Соседка вдруг попыталась встать, я от ужаса, что у нее разойдутся швы или начнется кровотечение, заорала что-то на максимуме своих сил. В палату влетела сестра, подскочила к Дине и толчком опрокинула ее на кровать. Через пару минут на пороге возникла Динкина врачиха – гренадерского роста баба. Оглядела нас, как новобранцев, растерявшихся на поле брани, и рявкнула:
– Чего ревете, как коровы? Дети живы, вы тоже. Чего еще надо?
Дина говорить не могла, только хрипела. Врачиха глянула на сестру, та рванула к двери. Я поняла, что соседке сейчас что-нибудь вколят, а потом все начнется сначала, и принялась сбивчиво лепетать про визит педиатра. Врачиха крякнула, прошептала что-то смахивающее на мат-перемат. Потом села на край постели, заставила женщину сделать несколько глотков воды и сказала:
– Значит так, педиатры всегда несут невесть что… потому что отвечать не хотят. Слушай меня. – Она секунду молчала, потом твердо продолжила: – Ребенок твой тяжелый, да. Видимо, внутриутробная инфекция. Пока он находился в матке, ему было комфортно, и все показатели выглядели нормальными. Но когда мы его вынули, оказалось, что легкие полны гноя. Все откачали, провели необходимые процедуры, и девочка сейчас на искусственной вентиляции легких. Это не очень хорошо, но бывало и хуже. Нужно ждать и верить, что все будет хорошо. Слышишь? Не смей киснуть! Даст Бог – выживет твоя девочка. – Врач помолчала, вытерла ладонью слезы, катившиеся по Дининым щекам. Потом устало сказала: – Знаешь, если бы у тебя был мальчик, я не стала бы и обнадеживать. Так и сказала бы: молодая, родишь еще. Мужики, они только потом бойцы, когда по девкам бегать начинают. А так – хилые и хрупкие, как стекло. А мы, бабы, двужильные и выживаем даже в самых сложных случаях. Так что держи себя в руках. Тебе надо быстро прийти в норму и начинать ее молоком кормить. Для ребенка это важнее всяких лекарств.

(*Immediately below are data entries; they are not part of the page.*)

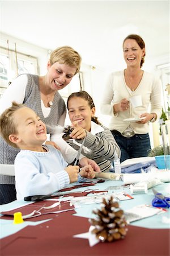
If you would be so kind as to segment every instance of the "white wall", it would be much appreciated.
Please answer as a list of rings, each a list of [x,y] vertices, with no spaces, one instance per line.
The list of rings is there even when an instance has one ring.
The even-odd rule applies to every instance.
[[[50,50],[40,48],[38,46],[29,44],[19,39],[16,39],[5,34],[1,34],[1,46],[7,48],[7,40],[8,40],[10,49],[15,50],[15,43],[16,44],[17,51],[37,58],[39,66],[39,75],[44,75],[46,72],[46,64],[49,59]],[[112,57],[112,56],[110,56]],[[161,76],[161,72],[156,70],[156,66],[168,63],[169,54],[160,56],[146,56],[146,62],[143,65],[143,69],[148,72],[156,72]],[[102,70],[101,68],[93,67],[82,63],[80,71],[83,73],[83,89],[87,90],[92,97],[96,108],[96,116],[105,126],[108,126],[110,118],[107,115],[101,115],[100,112],[100,104],[102,97],[102,92],[105,88],[105,82],[110,69],[108,72]],[[119,61],[119,69],[125,68],[123,58]],[[113,71],[114,71],[113,70]],[[62,94],[62,90],[60,91]],[[164,102],[162,102],[164,105]],[[153,146],[152,129],[151,127],[150,135],[151,144]]]

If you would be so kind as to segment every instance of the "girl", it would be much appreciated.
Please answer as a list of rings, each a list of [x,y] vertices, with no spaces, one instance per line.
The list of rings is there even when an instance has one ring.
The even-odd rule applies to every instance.
[[[68,98],[67,106],[74,128],[67,143],[78,150],[84,139],[82,154],[94,159],[101,171],[109,171],[114,156],[117,154],[120,157],[121,151],[110,131],[95,116],[92,98],[85,91],[73,93]]]

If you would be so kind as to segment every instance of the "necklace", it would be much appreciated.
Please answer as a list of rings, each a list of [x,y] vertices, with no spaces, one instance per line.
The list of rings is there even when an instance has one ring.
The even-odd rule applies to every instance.
[[[142,75],[140,75],[139,76],[138,76],[138,76],[137,76],[136,77],[134,77],[135,79],[135,81],[134,82],[133,82],[134,85],[132,85],[132,84],[131,83],[131,81],[130,81],[130,79],[129,79],[127,73],[126,73],[126,75],[125,76],[125,72],[126,72],[126,69],[125,71],[125,77],[126,79],[126,80],[128,81],[128,84],[127,84],[127,85],[128,86],[128,87],[130,88],[130,89],[131,89],[131,90],[132,92],[134,92],[134,90],[137,88],[137,87],[138,86],[139,84],[140,84],[140,82],[141,82],[141,79],[142,78],[143,71],[142,71]],[[126,71],[126,73],[127,73],[127,71]]]
[[[53,105],[53,101],[49,101],[49,106],[50,106],[50,108],[52,108],[52,106]]]

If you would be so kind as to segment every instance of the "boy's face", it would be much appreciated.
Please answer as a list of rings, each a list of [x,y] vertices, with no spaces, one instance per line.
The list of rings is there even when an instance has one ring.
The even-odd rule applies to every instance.
[[[17,130],[15,143],[18,147],[33,150],[41,146],[46,139],[46,129],[35,112],[28,108],[22,108],[14,113],[14,117]]]

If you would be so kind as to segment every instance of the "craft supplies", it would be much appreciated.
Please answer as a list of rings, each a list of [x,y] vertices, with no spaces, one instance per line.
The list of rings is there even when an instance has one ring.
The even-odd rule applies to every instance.
[[[170,197],[164,196],[161,193],[152,188],[155,197],[152,200],[152,204],[155,207],[170,207]]]
[[[148,180],[138,182],[135,184],[130,185],[130,189],[131,194],[134,193],[147,193],[147,189],[160,184],[160,180],[158,178],[151,178]]]
[[[112,242],[124,238],[128,232],[127,222],[123,210],[118,203],[111,196],[103,199],[101,209],[94,210],[96,218],[90,218],[90,222],[94,229],[92,233],[101,242]]]
[[[121,173],[121,167],[120,165],[120,158],[118,158],[116,152],[114,153],[114,159],[113,160],[114,170],[116,174]]]
[[[132,222],[162,212],[163,212],[162,208],[156,208],[151,205],[142,204],[126,210],[125,215],[126,221],[128,222]]]
[[[22,214],[20,212],[15,212],[14,213],[14,224],[20,224],[24,222]]]

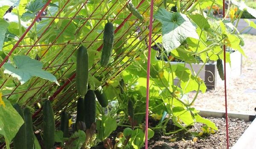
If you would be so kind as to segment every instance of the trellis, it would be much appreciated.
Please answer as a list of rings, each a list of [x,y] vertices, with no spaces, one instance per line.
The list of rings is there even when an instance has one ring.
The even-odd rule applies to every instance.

Врач ушла, а Дина более-менее успокоилась. Она отвернулась к стенке, вероятно, на разговоры сил не осталось. В тишине я постепенно задремала, отгоняя малодушные мысли о том, что, слава богу, это не с моим мальчиком такое приключилось.
Нас с Диной перевели в послеоперационную палату, тут я нашла свои вещички и мою любимую тетрадочку. Теперь пишу каждый день, потому что делать все равно нечего. Палата четырехместная, но нас трое, потому что палата при отделении детской патологии. Моего зайку положили туда по совету врача – у нас разные резусы, да и народу здесь меньше, и дверь детского отделения чуть ли не за углом. Третьей девочке послезавтра выписываться, и она уже вся мысленно дома, непрерывно названивает по мобильнику и дает указания, что еще вымыть и куда какую мебель переставить.